Crossing Africa on an electric motorcycle? Piece of cake.Photo: Sinje Gottwald/Cake
Of course, this range wasn’t set in stone, and different conditions and varying roads would all impact the distance Gottwald could cover in a day.
“Homologated, the bike has 89 km [55 miles] per battery,” she says. “In Morocco, I had a straight road, a highway, no hills, no wind, and I could go 92 km [57 miles] with one battery. But that was only Morocco, and after that I had bad roads, wind, hills, everything. Then that doesn’t work anymore.”
When her batteries were depleted, Gottwald would need to find a place to plug in. Cake previously worked with Goal Zero to create a packable solar charger that it offered to rangers in South Africa, but Gottwald decided against it. “I would have had to carry too much, and it would have taken too long,” she says. “So I really had to find places with electricity.”
Those places included hotels, where Gottwald would stop and charge overnight, as well as daytime pit-stops that would see her plug in for three hours to top up both batteries. Oftentimes, she’d stop and use a generator in a remote village, where the locals would often let her plug in her batteries free of charge.
Proving the Impossible is Possible
The other issues that came with running an electric motorcycle weren’t as expected. For example, Gottwald’s Cake was an eye-catcher that grabbed the attention of the locals in towns and villages that she passed through. While on the whole most of these encounters were nice, it wasn’t the kind of attention the German was used to.
“The interest in the bike was so big that wherever I stopped, I had so many people just gathering around me,” says Gottwald. “That was also kind of difficult or dangerous in some places. Because, if there’s too many people, there is the possibility of things escalating.” She explained that the draw of the electric bike was so fierce, at times she had to make sure she didn’t end up in the middle of a fight as people jostled around her “yelling and getting physical.”
One thing Gottwald didn’t have to worry about: Maintenance. Across the 8,000-mile journey, the only hitch she encountered was a burned-out fuse in Morocco. Other than that, Gottwalt told Jalopnik, the only tinkering the bike required was the occasional greasing and adjusting of the chain.

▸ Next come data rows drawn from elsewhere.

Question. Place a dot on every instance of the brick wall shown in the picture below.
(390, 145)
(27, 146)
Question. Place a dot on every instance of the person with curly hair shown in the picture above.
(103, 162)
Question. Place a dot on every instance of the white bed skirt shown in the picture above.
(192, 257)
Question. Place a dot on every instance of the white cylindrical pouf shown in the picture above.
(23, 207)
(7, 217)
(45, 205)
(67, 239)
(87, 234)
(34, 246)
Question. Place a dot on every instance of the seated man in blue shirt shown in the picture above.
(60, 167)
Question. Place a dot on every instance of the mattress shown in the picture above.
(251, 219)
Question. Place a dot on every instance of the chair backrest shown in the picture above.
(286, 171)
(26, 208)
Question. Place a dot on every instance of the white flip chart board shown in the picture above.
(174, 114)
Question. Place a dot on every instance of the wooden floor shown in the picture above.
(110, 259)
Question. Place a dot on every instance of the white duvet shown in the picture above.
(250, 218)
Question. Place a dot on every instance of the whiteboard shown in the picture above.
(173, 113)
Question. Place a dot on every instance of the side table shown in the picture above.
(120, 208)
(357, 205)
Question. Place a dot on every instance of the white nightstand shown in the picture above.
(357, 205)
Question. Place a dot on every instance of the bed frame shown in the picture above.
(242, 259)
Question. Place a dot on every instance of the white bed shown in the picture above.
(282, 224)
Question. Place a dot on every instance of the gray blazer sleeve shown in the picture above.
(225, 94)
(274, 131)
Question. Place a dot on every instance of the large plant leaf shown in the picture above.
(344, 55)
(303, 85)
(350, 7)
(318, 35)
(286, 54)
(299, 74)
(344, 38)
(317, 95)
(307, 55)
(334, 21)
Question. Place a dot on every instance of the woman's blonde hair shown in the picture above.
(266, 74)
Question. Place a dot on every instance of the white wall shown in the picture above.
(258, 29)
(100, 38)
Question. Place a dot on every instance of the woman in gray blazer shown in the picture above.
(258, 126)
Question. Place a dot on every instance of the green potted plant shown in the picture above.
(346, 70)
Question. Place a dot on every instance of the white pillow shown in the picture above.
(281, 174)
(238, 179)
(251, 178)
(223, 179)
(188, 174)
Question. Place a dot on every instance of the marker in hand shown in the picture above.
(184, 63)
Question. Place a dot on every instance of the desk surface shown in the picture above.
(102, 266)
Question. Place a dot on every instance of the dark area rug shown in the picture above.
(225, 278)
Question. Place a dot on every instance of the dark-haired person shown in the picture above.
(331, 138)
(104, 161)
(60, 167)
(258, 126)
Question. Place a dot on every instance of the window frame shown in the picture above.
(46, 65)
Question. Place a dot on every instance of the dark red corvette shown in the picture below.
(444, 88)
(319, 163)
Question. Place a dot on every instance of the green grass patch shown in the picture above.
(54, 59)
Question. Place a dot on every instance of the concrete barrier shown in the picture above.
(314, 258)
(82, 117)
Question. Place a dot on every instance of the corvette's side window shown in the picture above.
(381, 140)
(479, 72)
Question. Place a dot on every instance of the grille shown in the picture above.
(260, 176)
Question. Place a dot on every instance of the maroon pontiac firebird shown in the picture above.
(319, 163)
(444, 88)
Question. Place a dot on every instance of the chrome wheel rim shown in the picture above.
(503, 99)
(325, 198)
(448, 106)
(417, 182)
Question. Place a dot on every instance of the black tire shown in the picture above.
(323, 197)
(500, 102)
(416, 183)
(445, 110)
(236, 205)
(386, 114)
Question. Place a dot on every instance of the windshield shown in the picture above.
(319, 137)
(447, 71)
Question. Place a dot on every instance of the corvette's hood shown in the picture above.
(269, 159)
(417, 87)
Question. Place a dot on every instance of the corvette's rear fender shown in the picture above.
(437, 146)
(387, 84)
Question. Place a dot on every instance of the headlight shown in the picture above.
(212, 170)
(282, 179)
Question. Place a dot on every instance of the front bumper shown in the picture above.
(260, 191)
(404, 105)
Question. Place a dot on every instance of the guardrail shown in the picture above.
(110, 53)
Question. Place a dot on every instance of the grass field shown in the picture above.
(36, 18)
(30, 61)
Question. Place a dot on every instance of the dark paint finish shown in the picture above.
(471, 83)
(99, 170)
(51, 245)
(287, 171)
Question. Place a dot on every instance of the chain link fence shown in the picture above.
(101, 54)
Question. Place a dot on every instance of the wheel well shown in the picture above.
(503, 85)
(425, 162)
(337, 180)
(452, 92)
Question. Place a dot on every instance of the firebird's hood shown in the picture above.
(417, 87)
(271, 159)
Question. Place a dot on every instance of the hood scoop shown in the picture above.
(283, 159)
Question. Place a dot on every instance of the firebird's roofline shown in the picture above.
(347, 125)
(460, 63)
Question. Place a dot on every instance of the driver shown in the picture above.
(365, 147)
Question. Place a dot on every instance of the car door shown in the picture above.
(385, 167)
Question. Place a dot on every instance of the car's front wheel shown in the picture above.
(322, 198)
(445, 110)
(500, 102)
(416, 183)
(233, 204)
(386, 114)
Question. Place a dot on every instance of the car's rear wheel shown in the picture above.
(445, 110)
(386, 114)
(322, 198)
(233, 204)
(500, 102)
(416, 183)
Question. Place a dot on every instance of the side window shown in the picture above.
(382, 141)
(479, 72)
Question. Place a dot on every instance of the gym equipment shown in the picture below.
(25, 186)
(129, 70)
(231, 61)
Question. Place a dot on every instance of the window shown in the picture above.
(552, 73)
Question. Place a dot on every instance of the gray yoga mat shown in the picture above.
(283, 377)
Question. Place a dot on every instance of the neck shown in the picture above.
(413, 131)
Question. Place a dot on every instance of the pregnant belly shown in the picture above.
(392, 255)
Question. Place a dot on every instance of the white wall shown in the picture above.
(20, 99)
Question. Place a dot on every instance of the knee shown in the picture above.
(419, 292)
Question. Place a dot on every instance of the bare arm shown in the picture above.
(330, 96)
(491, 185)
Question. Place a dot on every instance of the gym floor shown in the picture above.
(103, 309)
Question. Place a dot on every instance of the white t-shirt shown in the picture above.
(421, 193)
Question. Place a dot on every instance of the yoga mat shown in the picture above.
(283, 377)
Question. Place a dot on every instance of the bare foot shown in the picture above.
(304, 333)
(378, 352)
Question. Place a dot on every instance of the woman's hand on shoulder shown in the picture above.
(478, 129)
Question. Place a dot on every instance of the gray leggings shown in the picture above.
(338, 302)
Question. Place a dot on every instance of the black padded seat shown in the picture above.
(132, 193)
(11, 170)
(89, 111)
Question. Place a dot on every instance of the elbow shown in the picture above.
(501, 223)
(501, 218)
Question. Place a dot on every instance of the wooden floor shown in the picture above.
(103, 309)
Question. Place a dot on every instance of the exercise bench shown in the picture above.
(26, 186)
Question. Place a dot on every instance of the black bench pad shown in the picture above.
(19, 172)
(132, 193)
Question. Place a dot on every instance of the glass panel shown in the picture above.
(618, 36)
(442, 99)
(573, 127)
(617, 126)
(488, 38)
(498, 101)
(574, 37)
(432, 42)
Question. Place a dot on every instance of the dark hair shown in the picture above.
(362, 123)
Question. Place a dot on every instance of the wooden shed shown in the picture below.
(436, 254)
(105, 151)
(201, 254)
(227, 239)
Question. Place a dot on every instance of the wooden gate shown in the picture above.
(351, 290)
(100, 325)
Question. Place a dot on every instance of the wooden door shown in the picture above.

The sun is setting on outdate views of EVs. Photo: Sinje Gottwald/Cake
Gottwald finally finished her trip in South Africa on February 15th, 2023, after 124 days on the road. In the process, she became the first person to cross Africa on an electric motorcycle, and set a record for the longest trip covered on a battery-powered bike.
“I wanted to see for myself if the impossible is possible,” says Gottwald. “Before I left, almost everyone said I wouldn’t be successful. They said it is not possible at this point. I know that it did change people’s perspective, and even though I realized that electric bikes are not there yet fully, I hope that at least some people’s ideas will change and they will open up a little bit towards electric motorcycles.”